Getting started

Installation

Unless system packages are available for your operating system (see below), DataLad can be installed via pip (Pip Installs Python). To automatically install datalad and all its software dependencies type:

pip install datalad

In addition, it is necessary to have a current version of git-annex installed which is not set up automatically by using the pip method.

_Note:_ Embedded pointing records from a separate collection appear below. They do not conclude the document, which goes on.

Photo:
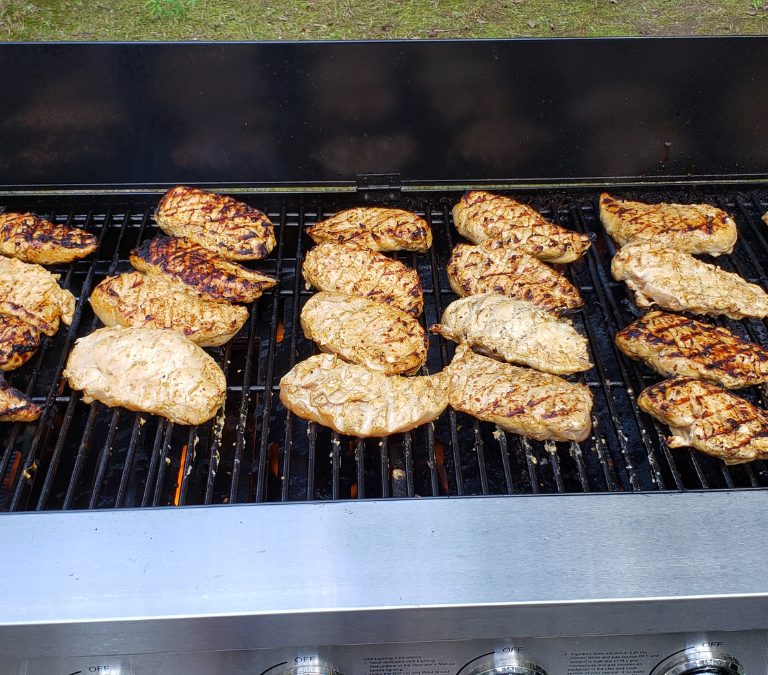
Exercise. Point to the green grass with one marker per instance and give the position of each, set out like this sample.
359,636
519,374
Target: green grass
359,20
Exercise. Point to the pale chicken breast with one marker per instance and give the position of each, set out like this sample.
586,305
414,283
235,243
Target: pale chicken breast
189,264
356,401
678,281
153,302
376,228
367,332
357,270
35,240
675,345
493,267
31,293
516,331
223,225
155,371
709,418
520,400
690,228
481,215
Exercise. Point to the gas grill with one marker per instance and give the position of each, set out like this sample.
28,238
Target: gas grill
631,557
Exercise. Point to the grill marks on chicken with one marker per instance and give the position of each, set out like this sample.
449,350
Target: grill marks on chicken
690,228
223,225
521,401
32,239
480,216
375,228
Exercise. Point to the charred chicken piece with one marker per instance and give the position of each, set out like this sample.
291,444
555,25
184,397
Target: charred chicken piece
155,371
363,331
520,400
375,228
35,240
353,400
516,331
709,418
223,225
690,228
678,281
153,302
357,270
187,263
480,216
493,267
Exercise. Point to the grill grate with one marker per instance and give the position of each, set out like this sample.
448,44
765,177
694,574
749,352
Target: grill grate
91,456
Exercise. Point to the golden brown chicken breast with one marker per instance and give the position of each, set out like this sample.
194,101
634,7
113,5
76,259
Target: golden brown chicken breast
35,240
516,331
375,228
357,270
353,400
155,371
223,225
705,416
520,400
493,267
367,332
187,263
481,215
153,302
690,228
678,281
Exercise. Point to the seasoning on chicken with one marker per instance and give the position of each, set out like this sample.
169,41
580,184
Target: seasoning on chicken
493,267
675,345
690,228
134,299
516,331
18,342
709,418
35,240
520,400
363,331
678,281
356,270
30,293
223,225
353,400
155,371
187,263
375,228
481,215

Advanced users can chose from several installation schemes (e.g. publish, metadata, tests or crawl):

pip install datalad [SCHEME]

where SCHEME could be

  • crawl to also install scrapy which is used in some crawling constructs
  • tests to also install dependencies used by unit-tests battery of the datalad
  • full to install all dependencies

(Neuro)Debian, Ubuntu, and similar systems

For Debian-based operating systems the most convenient installation method is to enable the NeuroDebian repository. The following command installs datalad and all its software dependencies (including the git-annex-standalone package):

sudo apt-get install datalad

MacOSX

A simple way to get things installed is the homebrew package manager, which in itself is fairly easy to install. Git-annex is installed by the command:

brew install git-annex

Once Git-annex is available, datalad can be installed via pip as described above. pip comes with Python distributions like anaconda.

First steps

DataLad can be queried for information about known datasets. Doing a first search query, datalad automatically offers assistence to obtain a superdataset first. The superdataset is a lightweight container that contains meta information about known datasets but does not contain actual data itself.

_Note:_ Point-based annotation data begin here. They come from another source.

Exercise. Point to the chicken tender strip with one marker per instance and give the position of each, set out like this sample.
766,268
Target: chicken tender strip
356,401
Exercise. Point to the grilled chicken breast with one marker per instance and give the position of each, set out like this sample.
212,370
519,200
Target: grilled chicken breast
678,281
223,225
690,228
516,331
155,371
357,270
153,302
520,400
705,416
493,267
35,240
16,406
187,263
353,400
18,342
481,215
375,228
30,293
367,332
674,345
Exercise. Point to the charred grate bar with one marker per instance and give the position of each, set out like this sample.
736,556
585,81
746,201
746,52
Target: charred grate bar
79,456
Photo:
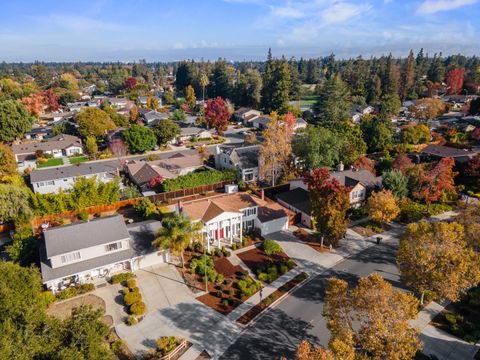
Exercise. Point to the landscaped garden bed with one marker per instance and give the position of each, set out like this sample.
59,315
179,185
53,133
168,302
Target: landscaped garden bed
311,240
265,303
370,228
267,261
462,318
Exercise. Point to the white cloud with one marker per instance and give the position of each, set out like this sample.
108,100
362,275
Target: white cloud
434,6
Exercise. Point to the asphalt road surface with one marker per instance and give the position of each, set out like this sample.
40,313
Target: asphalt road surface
299,316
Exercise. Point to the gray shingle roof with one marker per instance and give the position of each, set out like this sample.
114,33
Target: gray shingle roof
65,239
82,169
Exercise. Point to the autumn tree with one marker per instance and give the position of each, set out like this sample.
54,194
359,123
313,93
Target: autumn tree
329,204
382,206
8,164
276,149
94,122
455,79
436,182
436,257
217,114
370,320
190,98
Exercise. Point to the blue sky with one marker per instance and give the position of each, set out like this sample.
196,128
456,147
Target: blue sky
161,30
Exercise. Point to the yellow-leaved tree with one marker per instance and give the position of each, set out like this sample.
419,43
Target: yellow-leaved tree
436,257
371,318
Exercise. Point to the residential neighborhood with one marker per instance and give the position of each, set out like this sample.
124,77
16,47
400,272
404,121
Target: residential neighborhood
240,180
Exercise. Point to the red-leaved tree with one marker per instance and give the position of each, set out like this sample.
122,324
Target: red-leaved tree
330,202
217,114
455,80
130,83
437,181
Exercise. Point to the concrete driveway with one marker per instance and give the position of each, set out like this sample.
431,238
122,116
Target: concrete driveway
162,286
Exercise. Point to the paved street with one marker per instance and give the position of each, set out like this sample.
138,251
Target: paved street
299,316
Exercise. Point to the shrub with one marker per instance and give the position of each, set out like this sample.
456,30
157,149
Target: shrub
166,344
271,247
138,308
131,283
132,320
120,278
131,298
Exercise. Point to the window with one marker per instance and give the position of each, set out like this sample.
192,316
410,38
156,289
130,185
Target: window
70,257
113,246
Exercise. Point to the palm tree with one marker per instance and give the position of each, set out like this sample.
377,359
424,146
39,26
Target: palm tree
176,234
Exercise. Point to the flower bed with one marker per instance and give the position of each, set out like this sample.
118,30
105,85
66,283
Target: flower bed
267,267
265,303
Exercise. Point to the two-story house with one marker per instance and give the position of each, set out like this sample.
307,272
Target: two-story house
244,159
56,146
92,251
54,179
225,217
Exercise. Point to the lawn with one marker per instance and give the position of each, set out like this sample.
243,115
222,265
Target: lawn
78,159
50,162
267,267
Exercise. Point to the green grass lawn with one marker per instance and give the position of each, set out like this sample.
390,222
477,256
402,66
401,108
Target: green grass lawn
50,162
78,159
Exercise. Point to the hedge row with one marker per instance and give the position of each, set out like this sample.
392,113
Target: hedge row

For example, we might want to look for dataset thats were funded by, or acknowledge the US National Science Foundation (NSF):

~ % datalad search NSF
No DataLad dataset found at current location
Would you like to install the DataLad superdataset at '~/datalad'? (choices: yes, no): yes
2016-10-24 09:13:32,414 [INFO   ] Installing dataset at ~/datalad from http://datasets.datalad.org/
From now on you can refer to this dataset using the label '///'
2016-10-24 09:13:39,072 [INFO   ] Performing search using DataLad superdataset '~/datalad'
2016-10-24 09:13:39,086 [INFO   ] Loading and caching local meta-data... might take a few seconds
~/datalad/openfmri/ds000001
~/datalad/openfmri/ds000002
~/datalad/openfmri/ds000003
...

Any known dataset can now be installed inside the local superdataset with a command like this:

datalad install ~/datalad/openfmri/ds000002